Then when I saw the video clips of Terri's face on TV -- in marked contrast to just reading about the case -- I was appalled and incredulous that someone would want to remove her feeding tube.
She wasn't a vegetable at all, but someone brain damaged. The spark of personhood seemed obviously apparent to anyone who cared to watch.
Could anyone be serious that she was a vegetable on life support? I saw in Terri a real person, albeit disabled. Having covered the Special Olympics once as a newspaper reporter, it was obvious that Down's children had much to teach about devotion and joy, and I had nothing but admiration for parents who loved their limited children. A sophisticated ability to communicate verbally did not a person make, nor a life.
If her blood relatives possessed the Christlike, unjudgmental love for Terri even with her severe limitations, and the patience to care for her, we should be applauding their heroism.
One begins to think one is hallucinating such an interpretation of Terri's videos, given the culture of death that leads much of the country to oppose government intervention in this case, but others see her the same way. As Wesley J. Smith wrote on National Review Online:
Videotapes of Terri clearly show her responding to requests. For example, a closed-eyed Terri is asked to open her eyes by a doctor. Her eyes flutter and she does as he requests. She is asked in another video to follow a balloon with her eyes, and she does. In a heartbreaking video, Terri's mother kisses her on the cheek and Terri smiles and responds, clearly happy that her mom is with her.

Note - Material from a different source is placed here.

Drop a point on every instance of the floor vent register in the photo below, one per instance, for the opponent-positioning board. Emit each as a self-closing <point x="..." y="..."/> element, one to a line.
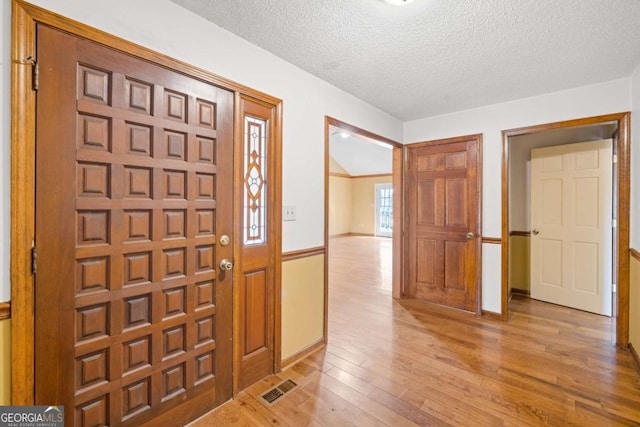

Can anyone explain to me why Judge George Greer found Michael Schiavo's arguments to kill his former wife (he now has a new family) compelling? Mark Steyn, writing in the Chicago Sun-Times of March 27, 2005, seems as baffled as the rest of us:
This is not a criminal, not a murderer, not a person whose life should be in the gift of the state. So I find it repulsive, and indeed decadent, to have her continued existence framed in terms of ''plaintiffs'' and ''petitions'' and ''en banc review'' and ''de novo'' and all the other legalese. Mrs. Schiavo has been in her present condition for 15 years. Whoever she once was, this is who she is now -- and, after a decade and a half, there is no compelling reason to kill her. Any legal system with a decent respect for the status quo -- something too many American judges are increasingly disdainful of -- would recognize that her present life, in all its limitations, is now a well-established fact, and it is the most grotesque judicial overreaching for any court at this late stage to decide enough is enough. It would be one thing had a doctor decided to reach for the morphine and ''put her out of her misery'' after a week in her diminished state; after 15 years, for the courts to treat her like a Death Row killer who's exhausted her appeals is simply vile. ...Michael Schiavo is living in a common-law relationship with another woman, by whom he has fathered children. I make no judgment on that. Who of us can say how we would react in his circumstances? Maybe I'd pull my hat down over my face and slink off to the cathouse on the other side of town once a week. Maybe I'd embark on a discreet companionship with a lonely widow. But if I take on a new wife (in all but name) and make a new family, I would think it not unreasonable to forfeit any right of life or death over my previous wife.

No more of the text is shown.